A Belfast firm has waded into the row that has dominated the opening days of the election campaign by coming out in support of Tory plans to curb a tax hike.
James Kilbane, chairman of Grafton Recruitment, is among more than 80 business leaders that backed David Cameron’s pledge to block the planned rise in National Insurance.
He is one of the latest wave of prominent company bosses who agree with Tory claims that the one per cent rise in contributions, set to come in next year, amounts to a jobs tax.
Grafton Recruitment was established in 1982 and now has 72 offices in 18 countries.
Mr Kilbane told the Belfast Telegraph: “As an employer of in excess of 4,000 temporary workers in the Province, any additional charges bring added burdens on the cost to employers using our workers and would bring a distinct disadvantage to the recruitment sector and thereby a disincentive to create further employment opportunities.
“That, coupled with other regulatory requirements that our sector will face in early 2011, poses a considerable risk and burden to our sector.”
Gordon Brown has accused the Tories of drawing up their proposals to scrap the rise on the back of an envelope.
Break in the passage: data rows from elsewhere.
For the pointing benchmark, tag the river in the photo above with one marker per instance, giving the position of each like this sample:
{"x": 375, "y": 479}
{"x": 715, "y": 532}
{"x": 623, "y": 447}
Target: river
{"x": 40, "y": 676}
He suggested that the business leaders who have come out in favour of the Tory plan did not realise that they would have to find £27bn in efficiency savings this year to make it work.
The Prime Minister was accused by Marks & Spencer boss Sir Stuart Rose of insulting the intelligence of business leaders over his charge that they had been ‘deceived’ by the Conservatives over their proposals.
Entrepreneur James Caan, star of television hit Dragons Den, says he believes the higher payments would not deter employers from taking on the staff they need.
Yesterday the Tories’ adviser Sir Peter Gershon disclosed that his proposed efficiency savings — the way the party is planning to meet the shortfall in funding scrapping the NI increase would leave — involves slashing £2bn from the public sector payroll, which experts estimate could involve a reduction of 20,000 to 40,000 jobs.